Em outubro de 1953, os Sedan passaram a vir desmontados, ainda com
100% dos componentes importados (processo chamado de CKD) para serem
montados em um galpão no bairro do Ipiranga, em São Paulo. Seis anos
mais tarde, começam a ser produzidos no Brasil, no endereço ocupado pela
Volkswagen até hoje em São Bernardo do Campo (SP).
Na mecânica, o zwitter traz evoluções. A transmissão é sincronizada –
nada de acelerar, dar dois toques na embreagem e acertar a rotação do
motor com a transmissão para as trocas. E o motor, embora mantenha a
cilindrada, ganha mais potência: pula de 24,5 cv para 30 cv. Para dar a
partida, vira-se a chave, à direita no painel, e aperta-se um botão do
lado esquerdo, ao lado do velocímetro. Não há marcador de combustível. A
forma de descobrir o nível da gasolina é simples: uma régua de madeira,
colocada no bocal do tanque. Caso ele acabe, há uma pequena reserva,
acionada por uma chave abaixo do painel.
SOFÁ
As formas de besouro lembram as do New Beetle. Mas a ligação entre
ambos se limita ao formato: ao volante do antepassado, entende-se a
origem do nome “carro do povo”. Você se acomoda em poltroninhas (o banco
traseiro, a propósito, lembra os sofás que você via na casa de seus
avós). O encosto do banco acaba no meio das costas e o cinto, um
acessório de época, é de dois pontos. O volante de dois raios e aro
delgado traz o castelo de Wolfsburg no miolo e os pedais são fixados no
assoalho, com o freio e a embreagem posicionados em um ponto levemente
mais alto.
A alavanca de câmbio – uma vareta comprida espetada no tunel do
assoalho – fica confortavelmente à mão. Os pneus diagonais exigem
cuidado e nos lembram dos riscos que corríamos nos anos 1950 e 1960:
dobram muito mais que um pneu radial nas curvas e não oferecem a
aderência que conhecemos hoje. Como a bitola traseira é mais estreita,
não é difícil ver a traseira escorregar. Mas não espere por arrancadas
vigorosas ou por perdas de tração por excesso de potência.

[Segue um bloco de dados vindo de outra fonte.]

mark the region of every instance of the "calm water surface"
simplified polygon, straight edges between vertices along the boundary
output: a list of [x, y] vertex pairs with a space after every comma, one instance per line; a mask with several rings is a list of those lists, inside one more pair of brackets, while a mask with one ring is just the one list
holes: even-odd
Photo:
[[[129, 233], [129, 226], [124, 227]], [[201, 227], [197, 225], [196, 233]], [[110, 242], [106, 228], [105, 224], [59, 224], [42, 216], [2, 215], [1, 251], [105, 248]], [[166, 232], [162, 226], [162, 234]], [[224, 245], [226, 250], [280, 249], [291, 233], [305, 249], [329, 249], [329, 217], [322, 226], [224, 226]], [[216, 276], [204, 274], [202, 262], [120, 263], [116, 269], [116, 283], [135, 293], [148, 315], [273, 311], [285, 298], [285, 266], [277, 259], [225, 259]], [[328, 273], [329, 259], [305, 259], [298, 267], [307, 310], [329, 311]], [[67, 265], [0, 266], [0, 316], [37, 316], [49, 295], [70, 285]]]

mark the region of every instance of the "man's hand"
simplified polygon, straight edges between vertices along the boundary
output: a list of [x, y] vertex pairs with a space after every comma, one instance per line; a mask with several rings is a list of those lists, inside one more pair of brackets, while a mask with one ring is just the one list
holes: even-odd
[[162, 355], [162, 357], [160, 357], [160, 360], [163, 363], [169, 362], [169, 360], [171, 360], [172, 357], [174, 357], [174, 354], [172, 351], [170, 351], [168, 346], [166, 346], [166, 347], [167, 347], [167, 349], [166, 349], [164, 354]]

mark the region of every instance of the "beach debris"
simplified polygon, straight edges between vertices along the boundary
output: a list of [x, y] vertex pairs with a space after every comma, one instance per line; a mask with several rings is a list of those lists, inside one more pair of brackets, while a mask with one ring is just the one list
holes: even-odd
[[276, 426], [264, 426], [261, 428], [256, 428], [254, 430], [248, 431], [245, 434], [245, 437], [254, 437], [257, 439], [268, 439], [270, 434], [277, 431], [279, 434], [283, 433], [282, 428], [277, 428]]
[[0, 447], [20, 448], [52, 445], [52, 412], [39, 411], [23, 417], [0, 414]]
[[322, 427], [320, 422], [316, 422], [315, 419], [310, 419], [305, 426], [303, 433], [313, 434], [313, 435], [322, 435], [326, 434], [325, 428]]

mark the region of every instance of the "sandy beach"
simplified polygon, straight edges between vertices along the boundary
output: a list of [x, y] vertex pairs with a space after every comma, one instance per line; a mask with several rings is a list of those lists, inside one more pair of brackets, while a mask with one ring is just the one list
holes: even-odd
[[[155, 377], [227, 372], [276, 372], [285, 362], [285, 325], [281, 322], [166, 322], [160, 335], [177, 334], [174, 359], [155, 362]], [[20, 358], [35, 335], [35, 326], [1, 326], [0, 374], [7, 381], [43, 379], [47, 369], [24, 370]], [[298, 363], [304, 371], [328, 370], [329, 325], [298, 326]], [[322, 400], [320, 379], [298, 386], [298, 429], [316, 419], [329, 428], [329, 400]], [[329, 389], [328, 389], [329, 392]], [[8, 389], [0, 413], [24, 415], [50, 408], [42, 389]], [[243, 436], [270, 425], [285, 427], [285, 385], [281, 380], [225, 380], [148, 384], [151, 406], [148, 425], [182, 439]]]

A suspensão traz o mesmo conceito de todos os Fusca brasileiros:
feixes transversais na dianteira, independente, e por barra de torção
atrás. É confortável e resistente, mas não é referência em
estabilidade. E só foi alterado nos Fusca alemães da década de 1970. Por
lá, eles trocaram os feixes transversais por molas helicoidais,
McPherson, na dianteira, mudança que nunca chegou por aqui oficialmente.
Nos primórdios, os passageiros eram mais bem tratados: havia luz de
cortesia exclusiva para eles, entre as duas janelas traseiras e pequenas
almofadas redondas para apoiar os braços (outro acessório de época).
Impecavelmente conservado, o 1952 verde da Mille Duke, oficina
especializada em carros refrigerados a ar no bairro do Brooklin, em São
Paulo (veja em www.milleduke.com.br), é um dos raros exemplares
encontrados no Brasil.
Vale tanto quanto um Corolla topo de linha completo, com razão: traz
certificado de originalidade expedido na Alemanha (uma espécie de
certidão de nascimento que comprova sua origem) e, acima de tudo, tem um
componente que falta à maioria dos carros modernos: alma.